God had a different solution. His answer to our depravity involves a costlier and messier extraction from His creation than detaching a few green leaves. Instead, animals must bleed and die, serve as a sacrifice for sin, and foreshadow the ultimate sacrifice, the human sacrifice of God's only Son, Jesus Christ.
Here we have not only the first instance of sin, but the first instance of humans wanting to solve the problem by “doing it our way.” Indeed, the biblical account of human history and recorded history since the first century church is a story of fallen mankind, caught repeatedly with a hand in the cookie jar, so to speak. But rather than owning up and seeking to restore fellowship with their Creator, humans have sought to follow Adam’s example–“doing it our way.” Green leaves instead of red blood spilled in order to provide the costly atonement for sin.

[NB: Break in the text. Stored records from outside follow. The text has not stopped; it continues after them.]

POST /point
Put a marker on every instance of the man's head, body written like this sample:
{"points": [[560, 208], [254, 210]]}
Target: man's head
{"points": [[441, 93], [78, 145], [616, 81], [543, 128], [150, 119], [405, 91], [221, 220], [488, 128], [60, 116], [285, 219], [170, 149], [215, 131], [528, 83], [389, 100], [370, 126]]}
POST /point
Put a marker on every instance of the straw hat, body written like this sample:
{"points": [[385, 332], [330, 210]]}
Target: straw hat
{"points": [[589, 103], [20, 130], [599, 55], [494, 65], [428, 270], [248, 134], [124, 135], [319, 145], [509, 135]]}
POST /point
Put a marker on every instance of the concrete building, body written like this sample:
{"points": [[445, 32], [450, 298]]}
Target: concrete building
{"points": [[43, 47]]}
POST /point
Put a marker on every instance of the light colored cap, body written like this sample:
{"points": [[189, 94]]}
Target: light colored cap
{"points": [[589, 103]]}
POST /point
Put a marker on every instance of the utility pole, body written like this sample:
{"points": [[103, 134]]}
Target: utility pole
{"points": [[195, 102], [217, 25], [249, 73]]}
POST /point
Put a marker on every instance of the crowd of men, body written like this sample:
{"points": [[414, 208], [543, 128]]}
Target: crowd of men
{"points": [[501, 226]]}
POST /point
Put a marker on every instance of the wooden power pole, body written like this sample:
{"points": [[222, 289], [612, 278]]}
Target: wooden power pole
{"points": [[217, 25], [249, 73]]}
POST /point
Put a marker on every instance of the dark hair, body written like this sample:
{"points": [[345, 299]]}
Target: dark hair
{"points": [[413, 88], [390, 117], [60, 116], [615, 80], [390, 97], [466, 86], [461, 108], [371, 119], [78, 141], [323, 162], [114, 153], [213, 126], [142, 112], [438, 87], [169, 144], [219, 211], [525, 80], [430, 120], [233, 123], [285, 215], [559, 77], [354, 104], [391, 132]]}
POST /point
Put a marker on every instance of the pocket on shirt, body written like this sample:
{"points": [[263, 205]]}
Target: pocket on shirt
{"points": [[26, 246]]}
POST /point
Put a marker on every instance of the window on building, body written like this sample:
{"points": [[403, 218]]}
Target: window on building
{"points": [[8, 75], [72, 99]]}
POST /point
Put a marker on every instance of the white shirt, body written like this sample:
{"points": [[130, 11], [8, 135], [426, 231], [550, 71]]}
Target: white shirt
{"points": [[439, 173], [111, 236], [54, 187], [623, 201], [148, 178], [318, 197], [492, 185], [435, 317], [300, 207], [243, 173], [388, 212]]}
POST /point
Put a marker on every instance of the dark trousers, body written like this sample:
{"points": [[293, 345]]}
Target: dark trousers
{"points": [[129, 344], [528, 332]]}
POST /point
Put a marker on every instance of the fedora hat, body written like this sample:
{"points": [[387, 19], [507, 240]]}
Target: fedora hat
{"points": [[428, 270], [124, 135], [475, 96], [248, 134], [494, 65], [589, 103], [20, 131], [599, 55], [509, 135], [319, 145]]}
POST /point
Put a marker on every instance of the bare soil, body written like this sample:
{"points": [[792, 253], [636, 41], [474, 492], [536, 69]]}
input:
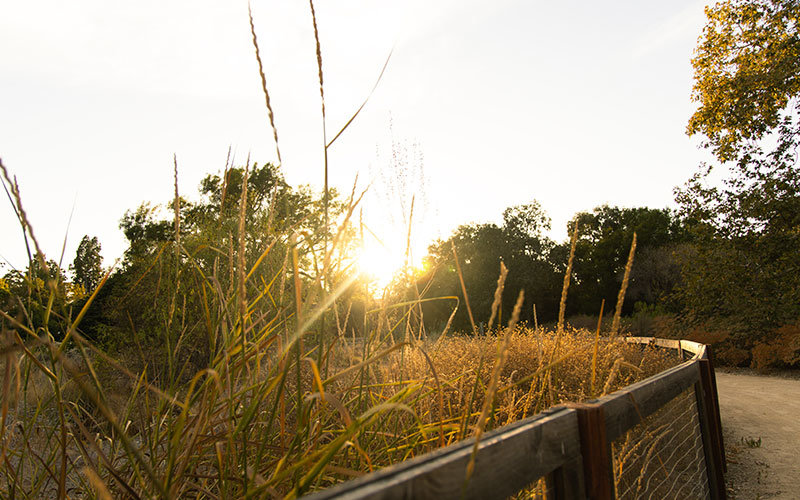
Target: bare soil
{"points": [[761, 428]]}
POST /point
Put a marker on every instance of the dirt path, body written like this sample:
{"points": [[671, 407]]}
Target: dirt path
{"points": [[761, 424]]}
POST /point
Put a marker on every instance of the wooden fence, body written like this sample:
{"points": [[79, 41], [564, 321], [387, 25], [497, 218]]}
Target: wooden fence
{"points": [[584, 450]]}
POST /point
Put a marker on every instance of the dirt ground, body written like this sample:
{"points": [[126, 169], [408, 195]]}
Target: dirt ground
{"points": [[761, 429]]}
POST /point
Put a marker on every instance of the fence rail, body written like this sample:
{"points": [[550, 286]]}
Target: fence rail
{"points": [[658, 438]]}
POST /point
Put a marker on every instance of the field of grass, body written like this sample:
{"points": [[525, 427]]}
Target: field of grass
{"points": [[271, 423], [286, 398]]}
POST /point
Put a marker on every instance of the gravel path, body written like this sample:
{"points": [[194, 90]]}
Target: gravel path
{"points": [[761, 425]]}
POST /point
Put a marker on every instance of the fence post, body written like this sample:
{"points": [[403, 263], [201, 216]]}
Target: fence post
{"points": [[711, 432], [595, 451], [715, 402]]}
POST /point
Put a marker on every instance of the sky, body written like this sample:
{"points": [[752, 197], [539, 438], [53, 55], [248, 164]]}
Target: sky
{"points": [[483, 105]]}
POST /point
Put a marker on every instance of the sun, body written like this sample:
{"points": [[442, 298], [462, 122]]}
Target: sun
{"points": [[379, 263]]}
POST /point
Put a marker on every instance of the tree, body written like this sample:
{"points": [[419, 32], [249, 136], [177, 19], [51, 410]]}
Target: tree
{"points": [[88, 264], [745, 269], [601, 253], [746, 75], [519, 243], [37, 296]]}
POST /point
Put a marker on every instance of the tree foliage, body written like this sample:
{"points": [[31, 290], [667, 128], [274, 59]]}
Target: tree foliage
{"points": [[746, 74], [519, 243], [605, 236], [87, 267], [744, 270]]}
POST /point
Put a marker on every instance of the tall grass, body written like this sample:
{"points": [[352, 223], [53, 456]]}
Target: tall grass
{"points": [[290, 399]]}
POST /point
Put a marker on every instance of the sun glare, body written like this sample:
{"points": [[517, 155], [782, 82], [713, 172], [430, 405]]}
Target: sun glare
{"points": [[380, 264]]}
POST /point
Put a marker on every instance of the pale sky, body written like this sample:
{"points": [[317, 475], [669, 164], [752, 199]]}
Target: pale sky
{"points": [[492, 103]]}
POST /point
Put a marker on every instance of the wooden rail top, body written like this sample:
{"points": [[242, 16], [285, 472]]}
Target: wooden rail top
{"points": [[548, 444]]}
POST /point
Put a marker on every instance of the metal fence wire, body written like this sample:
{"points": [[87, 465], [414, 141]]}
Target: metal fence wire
{"points": [[662, 457]]}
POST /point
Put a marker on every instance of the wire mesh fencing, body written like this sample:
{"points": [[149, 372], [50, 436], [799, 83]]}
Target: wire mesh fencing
{"points": [[662, 457]]}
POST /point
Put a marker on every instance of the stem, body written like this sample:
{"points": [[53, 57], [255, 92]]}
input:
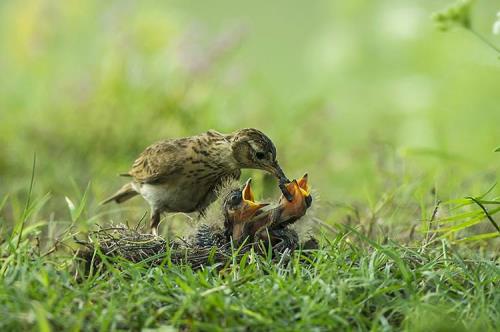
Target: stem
{"points": [[28, 201]]}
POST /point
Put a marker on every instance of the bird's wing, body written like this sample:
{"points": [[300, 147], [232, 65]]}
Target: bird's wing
{"points": [[159, 161]]}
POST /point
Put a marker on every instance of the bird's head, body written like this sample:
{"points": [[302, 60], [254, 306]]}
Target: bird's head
{"points": [[291, 210], [240, 209], [253, 149]]}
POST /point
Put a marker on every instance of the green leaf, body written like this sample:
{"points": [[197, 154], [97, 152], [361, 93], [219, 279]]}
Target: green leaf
{"points": [[479, 237]]}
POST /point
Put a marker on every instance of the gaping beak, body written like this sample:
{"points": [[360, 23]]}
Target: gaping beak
{"points": [[250, 207], [301, 200]]}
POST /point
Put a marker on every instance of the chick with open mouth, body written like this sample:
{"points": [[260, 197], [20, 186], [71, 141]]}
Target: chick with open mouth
{"points": [[249, 221]]}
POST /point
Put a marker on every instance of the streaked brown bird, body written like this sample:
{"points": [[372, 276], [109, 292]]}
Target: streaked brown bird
{"points": [[182, 175]]}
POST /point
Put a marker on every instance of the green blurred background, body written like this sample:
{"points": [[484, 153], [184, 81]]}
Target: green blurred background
{"points": [[367, 96]]}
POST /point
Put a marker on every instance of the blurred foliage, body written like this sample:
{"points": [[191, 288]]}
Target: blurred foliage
{"points": [[383, 111]]}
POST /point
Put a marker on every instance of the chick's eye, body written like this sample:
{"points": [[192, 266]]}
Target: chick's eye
{"points": [[260, 155]]}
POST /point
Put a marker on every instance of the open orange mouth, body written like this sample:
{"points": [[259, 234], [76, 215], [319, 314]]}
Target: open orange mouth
{"points": [[301, 199]]}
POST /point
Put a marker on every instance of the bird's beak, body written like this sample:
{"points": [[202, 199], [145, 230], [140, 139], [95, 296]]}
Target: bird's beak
{"points": [[276, 170], [250, 207], [304, 189], [301, 199]]}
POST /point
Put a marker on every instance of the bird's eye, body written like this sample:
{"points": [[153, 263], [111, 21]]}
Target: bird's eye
{"points": [[260, 155], [235, 198]]}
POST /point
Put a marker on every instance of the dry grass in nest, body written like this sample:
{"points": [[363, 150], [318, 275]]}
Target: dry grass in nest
{"points": [[134, 246]]}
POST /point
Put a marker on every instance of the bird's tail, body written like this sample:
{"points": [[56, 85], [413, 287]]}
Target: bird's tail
{"points": [[125, 193]]}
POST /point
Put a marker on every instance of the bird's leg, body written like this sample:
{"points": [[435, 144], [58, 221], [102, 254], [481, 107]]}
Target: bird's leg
{"points": [[155, 221]]}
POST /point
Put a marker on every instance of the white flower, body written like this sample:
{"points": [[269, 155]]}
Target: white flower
{"points": [[496, 25]]}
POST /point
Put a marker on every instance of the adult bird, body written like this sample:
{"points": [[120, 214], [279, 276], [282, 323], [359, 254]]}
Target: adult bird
{"points": [[182, 175]]}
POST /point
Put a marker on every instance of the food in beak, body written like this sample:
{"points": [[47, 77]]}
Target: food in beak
{"points": [[301, 199], [250, 207]]}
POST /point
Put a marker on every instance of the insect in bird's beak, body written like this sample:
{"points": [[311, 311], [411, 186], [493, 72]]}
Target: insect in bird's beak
{"points": [[250, 207]]}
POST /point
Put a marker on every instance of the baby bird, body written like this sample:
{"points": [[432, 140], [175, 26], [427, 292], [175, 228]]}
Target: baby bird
{"points": [[182, 175], [244, 219]]}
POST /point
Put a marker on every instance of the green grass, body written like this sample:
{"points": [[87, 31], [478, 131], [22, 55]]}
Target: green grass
{"points": [[395, 122], [350, 283]]}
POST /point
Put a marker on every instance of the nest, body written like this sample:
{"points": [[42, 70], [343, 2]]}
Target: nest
{"points": [[132, 245]]}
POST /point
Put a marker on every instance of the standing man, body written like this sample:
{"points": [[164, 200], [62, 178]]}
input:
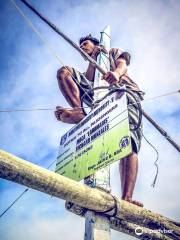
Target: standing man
{"points": [[74, 84]]}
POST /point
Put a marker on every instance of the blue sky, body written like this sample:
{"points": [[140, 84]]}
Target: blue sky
{"points": [[149, 30]]}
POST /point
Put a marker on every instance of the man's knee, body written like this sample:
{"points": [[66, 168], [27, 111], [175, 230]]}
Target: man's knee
{"points": [[63, 72]]}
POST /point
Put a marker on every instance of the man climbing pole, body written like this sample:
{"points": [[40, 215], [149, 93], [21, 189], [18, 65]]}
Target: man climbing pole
{"points": [[74, 84]]}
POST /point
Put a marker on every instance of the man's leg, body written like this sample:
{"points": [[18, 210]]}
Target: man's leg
{"points": [[128, 168], [71, 92]]}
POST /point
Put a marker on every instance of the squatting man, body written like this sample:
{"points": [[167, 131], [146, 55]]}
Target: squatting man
{"points": [[67, 80]]}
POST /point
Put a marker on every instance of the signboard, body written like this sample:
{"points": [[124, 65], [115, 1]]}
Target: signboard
{"points": [[101, 138]]}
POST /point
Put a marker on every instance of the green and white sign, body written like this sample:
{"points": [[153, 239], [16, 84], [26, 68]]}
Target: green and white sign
{"points": [[101, 138]]}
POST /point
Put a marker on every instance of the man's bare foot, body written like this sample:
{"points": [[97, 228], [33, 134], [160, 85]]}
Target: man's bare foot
{"points": [[72, 116], [133, 202]]}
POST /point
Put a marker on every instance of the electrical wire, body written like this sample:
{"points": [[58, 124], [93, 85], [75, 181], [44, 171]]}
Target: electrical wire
{"points": [[47, 44], [52, 109]]}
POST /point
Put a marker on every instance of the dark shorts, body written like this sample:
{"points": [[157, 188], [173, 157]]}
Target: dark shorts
{"points": [[85, 85]]}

Today, there are many worthwhile projects in our neighborhoods that serve our fellow man and benefit the environment. But, I wonder if, like Adam, we have the cart before the horse. What good deeds are we doing that are like “stitching green leaves together” when all the while, we need to respond to God’s question, “Where are you?” If we are really hiding behind the flowers and trees of the Earth, even through acts of “creation care”, shouldn’t we come out of hiding, turn from our wicked ways, and accept the reconciliation of Christ, purchased with His blood on the cross.
What do you think?
Can you think of other instances in the Bible in which human ingenuity and “doing it our way” was repulsive to God?
NOTE: Looking back on this article, written almost a decade ago, I believe my thesis is still accurate. America is divided morally and politically, torn down the middle, on issues like immigration, gender rights, and sanctity of human life. Europeans face a similar challenge. Currently, France is in turmoil over objections to excessive taxation aimed at addressing"climate change." Wouldn't you agree that unless we recognize our need for a spiritual transformation and repent, we will be less and less able to live in harmony with our nearest neighbor let alone address global problems like immigration and climate change?